Lars sah ihn stirnrunzelnd an. »Nicht sehr professionell, Connor.«

»Was?«

»Das sind Mateo und Connor«, stellte Lars die beiden Neuankömmlinge vor. »Wie ich dir schon sagte, helfen sie mir heute.«

»Hallo«, sagte ich und lächelte.

Mateo war ein gut aussehender Mann Mitte vierzig mit dunklem Haar und brauner Haut. Er nickte mir kurz zu und machte sich daran, den Pick-up abzuladen. Es war so weit; endlich würde ich die grässliche goldene Tapete und den braunen Teppichboden loswerden. Halleluja.

»Ich habe so viel wie möglich in den Keller geräumt.« Ich hob das verwaiste Schälchen auf. Die Katze hatte sich aus dem Staub gemacht, sobald sie fremde Stimmen gehört hatte.

»Prima«, erwiderte Lars. »Mit dem Rest kommen wir schon klar. Du gehst?«

»Ich habe einen Termin mit einem Kunden und treffe mich danach mit einer Freundin zum Mittagessen.« Mein Lächeln war die perfekte Mischung aus freundlich und unverbindlich. Das wusste ich, weil ich es am Abend vorher vor dem Spiegel geübt hatte. »Ich dachte, es wäre das Beste, wenn ich euch nicht im Weg rumstehe.«

Connor schlenderte an mir vorbei Richtung Haus. Dass es ihm gelang, lüstern auf meine Beine zu starren und gleichzeitig eine Sammlung diverser Werkzeuge zu tragen, brachte die Debatte über die Begabung von Männern zum Multitasking ein für alle Mal zum Verstummen. Dem Lustmolch sei Dank.

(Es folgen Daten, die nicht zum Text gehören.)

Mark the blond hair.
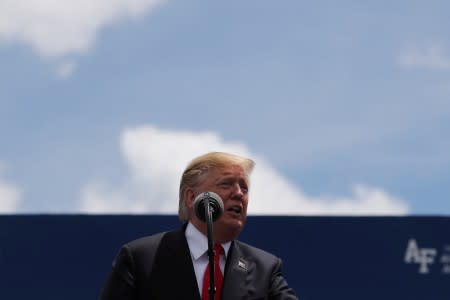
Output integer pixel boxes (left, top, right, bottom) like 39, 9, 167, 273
178, 152, 255, 221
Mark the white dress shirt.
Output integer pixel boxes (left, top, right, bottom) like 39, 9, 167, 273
185, 222, 231, 295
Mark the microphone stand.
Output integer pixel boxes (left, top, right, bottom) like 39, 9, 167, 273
203, 201, 216, 300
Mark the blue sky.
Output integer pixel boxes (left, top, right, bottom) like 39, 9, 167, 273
0, 0, 450, 215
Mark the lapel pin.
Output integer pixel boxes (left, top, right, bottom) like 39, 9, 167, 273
238, 260, 247, 270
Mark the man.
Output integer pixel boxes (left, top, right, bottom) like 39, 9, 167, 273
101, 152, 297, 300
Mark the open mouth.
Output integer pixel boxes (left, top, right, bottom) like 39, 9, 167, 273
227, 205, 242, 214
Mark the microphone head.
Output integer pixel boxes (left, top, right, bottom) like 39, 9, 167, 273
194, 192, 224, 222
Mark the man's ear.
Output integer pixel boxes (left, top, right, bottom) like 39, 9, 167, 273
184, 188, 195, 210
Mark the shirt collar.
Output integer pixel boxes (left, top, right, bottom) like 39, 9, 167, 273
185, 222, 231, 260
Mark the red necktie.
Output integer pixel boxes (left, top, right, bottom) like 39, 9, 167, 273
202, 244, 223, 300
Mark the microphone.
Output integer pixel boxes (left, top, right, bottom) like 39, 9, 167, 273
194, 192, 224, 222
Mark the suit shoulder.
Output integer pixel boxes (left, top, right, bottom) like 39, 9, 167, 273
124, 232, 167, 252
234, 240, 279, 261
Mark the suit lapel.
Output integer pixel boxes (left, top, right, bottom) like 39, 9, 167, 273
222, 241, 254, 300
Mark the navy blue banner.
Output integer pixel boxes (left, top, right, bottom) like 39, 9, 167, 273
0, 215, 450, 300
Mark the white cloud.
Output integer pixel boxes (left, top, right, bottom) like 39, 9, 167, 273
80, 126, 408, 215
0, 0, 164, 57
398, 44, 450, 70
56, 61, 76, 79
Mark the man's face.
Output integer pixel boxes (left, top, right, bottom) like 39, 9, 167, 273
189, 165, 248, 242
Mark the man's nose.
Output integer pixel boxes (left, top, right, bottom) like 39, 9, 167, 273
233, 183, 244, 198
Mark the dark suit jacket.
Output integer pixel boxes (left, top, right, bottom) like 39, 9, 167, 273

»Guck nach vorn«, fauchte Lars ihn an.

Mateo schüttelte den Kopf und murmelte etwas auf Spanisch.

»Tut mir leid, das mit Connor«, sagte Lars. »Er ist der Sohn des Besitzers.«

Ich nickte nur. »Ich schnappe mir jetzt besser meine Tasche und mache mich auf den Weg. Bevor ihr für heute fertig seid, bin ich wieder zurück. Du hast meine Nummer, falls du mich für irgendwas brauchst.«

Lars nickte.

Nachdem er gestern vom Ex angerufen worden war, hatten wir nicht mehr viel miteinander geredet. Was okay war, denn ich musste darauf achten, Abstand zu halten. Der Ex war nicht mein erster Fehler gewesen. Aber ich hatte mir fest vorgenommen, dass er mein letzter sein würde. Und Lars war durch diese Verbindung in ein schlechtes Licht geraten. Es war für alle besser, wenn wir die Dinge auf der professionellen Eben beließen.

Tante Susans Haus lag mitten in Ballard, einem aufstrebenden Viertel in Seattle mit vielen Bars, Restaurants und hippen kleinen Läden. In der Nähe gab es einen netten Park und eine Menge Bäume. Ich ging gern dort spazieren, und in Cafés zu arbeiten stellte einen angenehmen Tapetenwechsel dar.